[Date Prev][Date Next][Thread Prev][Thread Next][Date Index][Thread Index]

Re: Problem on SGI



>To: address@hidden
>From: Matthew Bettencourt <address@hidden>
>Subject: Re: 20030903: Problem on SGI 
>Organization: 
>Keywords: C++ sync bug

Matt,

> I am seeing a problem on an SGI O3K machine with netcdf under C++,  I 
> have a multithreaded program writting to many different netCDF files and 
> intermittently this causes a netCDF error of "File exists" at many 
> different places.  Sometimes on a put_rec and sometimes on a sync, never 
> on a file create.    Here is part of the traceback
> 
>     19 __exit(0x3, 0x4, 0xffff, 0x0, 0x0, 0x1018b9e8, 0x1200f948, 
> 0x42142f0) 
> ["/xlv55/patches/5194/work/irix/lib/libc/libc_n32_M4/gen/cuexit.c":60, 
> 0xfb05a9c]
>     20 nc_advise(0x15, 0x11, 0x10124b20, 0x1a, 0x0, 0x1018b9e8, 
> 0x1200f948, 0x42142f0) 
> ["/Work/mattchl/debug/netcdf-3.5.1-beta11/src/libsrc/v2i.c":130, 0x100e04d8]
>     21 ncsync(0x15, 0x4, 0xffff, 0x0, 0x0, 0x1018b9e8, 0x1200f948, 
> 0x42142f0) 
> ["/Work/mattchl/debug/netcdf-3.5.1-beta11/src/libsrc/v2i.c":257, 0x100e08bc]
>     22 NcFile::sync(void)(0x105d1df0, 0x4, 0xffff, 0x0, 0x0, 0x1018b9e8, 
> 0x1200f948, 0x42142f0) 
> ["/Work/mattchl/debug/netcdf-3.5.1-beta11/src/cxx/netcdf.cpp":225, 
> 0x100ceba8]
>     23 DataStorage::storeList(void)(this = 0x10164064) 
> ["/Work/mattchl/debug/MCELSystem/MCEL/DataStorage.cc":90, 0x100aa27c]
> 
> 
> Now, if I look at the file datastruct I see
> (dbx) p *(NcFile*)0x105d1df0
> class NcFile {
>      the_id = 26
>      in_define_mode = 0
>      the_fill_mode = Fill__6NcFile=0
>      dimensions = 0x10c654d8
>      variables = 0x10571b40
>      globalv = 0x10c4c7d8
> }
> 
> Here is the odd thing.  If you look at the traceback you will see that 
> the NcFIle::sync call is called with a the_id = 26.  However, once we go 
> into the call ncsync(the_id) the id is 21 (ncsync(0x15,..)
>      if (ncsync(the_id) == ncBad)
> 
> 
> Has anyone seen this before??  Any help would be great,  I am thinking 
> this is a bug with the SGI compiler but I am not sure.  I have put locks 
> around all my netcdf calls so I am only calling one routine at a time so 
> I don't think it is a thread safty issue.
> 
> If anyone has seen this please help point me in the right direction.....

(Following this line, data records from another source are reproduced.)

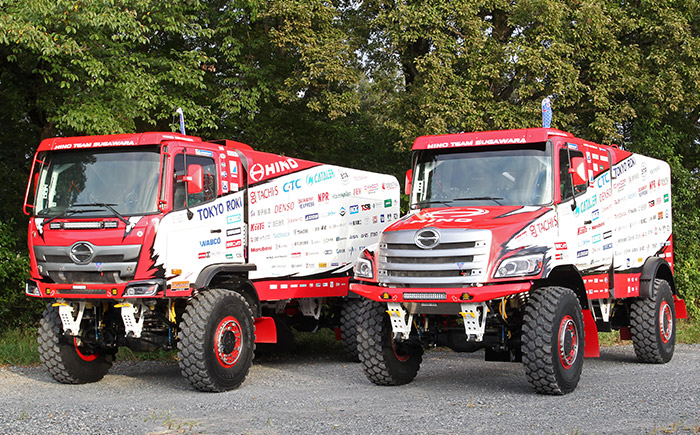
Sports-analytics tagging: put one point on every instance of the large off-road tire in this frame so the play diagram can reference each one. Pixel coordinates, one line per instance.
(385, 361)
(653, 325)
(349, 319)
(65, 361)
(553, 340)
(217, 340)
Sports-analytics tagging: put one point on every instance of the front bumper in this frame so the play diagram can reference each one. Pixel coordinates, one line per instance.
(439, 295)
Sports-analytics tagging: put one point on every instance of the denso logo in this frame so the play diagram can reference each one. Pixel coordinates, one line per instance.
(279, 208)
(258, 195)
(258, 171)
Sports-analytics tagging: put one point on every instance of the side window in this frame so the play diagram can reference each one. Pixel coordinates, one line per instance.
(209, 181)
(566, 186)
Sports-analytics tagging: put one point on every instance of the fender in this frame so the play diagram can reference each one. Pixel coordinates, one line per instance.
(654, 268)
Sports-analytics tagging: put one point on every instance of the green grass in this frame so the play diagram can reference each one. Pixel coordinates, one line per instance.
(18, 347)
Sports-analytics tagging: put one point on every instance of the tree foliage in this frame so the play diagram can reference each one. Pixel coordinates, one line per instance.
(325, 80)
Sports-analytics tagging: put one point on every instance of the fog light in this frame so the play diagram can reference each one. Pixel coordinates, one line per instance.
(141, 290)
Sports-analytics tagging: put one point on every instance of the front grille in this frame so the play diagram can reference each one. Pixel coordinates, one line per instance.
(409, 296)
(108, 265)
(459, 259)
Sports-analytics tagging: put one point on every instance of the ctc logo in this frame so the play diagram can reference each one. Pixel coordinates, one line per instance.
(291, 185)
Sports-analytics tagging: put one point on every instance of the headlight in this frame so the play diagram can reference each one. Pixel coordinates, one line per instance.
(363, 268)
(524, 265)
(142, 289)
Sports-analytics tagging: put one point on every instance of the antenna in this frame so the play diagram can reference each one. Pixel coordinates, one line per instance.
(546, 113)
(182, 120)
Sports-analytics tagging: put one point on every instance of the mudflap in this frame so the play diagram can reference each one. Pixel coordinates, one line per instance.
(592, 346)
(265, 330)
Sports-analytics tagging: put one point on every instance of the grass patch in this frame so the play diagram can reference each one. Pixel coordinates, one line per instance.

I think you may have uncovered a netCDF bug (or bugs) in the C++
interface.

I just looked at the NcVar::sync() method, which is called for each
variable in the file when NcFile::sync() is called, and it doesn't
make sense to me.  What I don't understand is why it resets the
variable cursor and deletes the cur_rec[] array without making a new
one.

There are currently no tests run from "make test" for the C++ sync(),
so you may be running up against something that isn't used much.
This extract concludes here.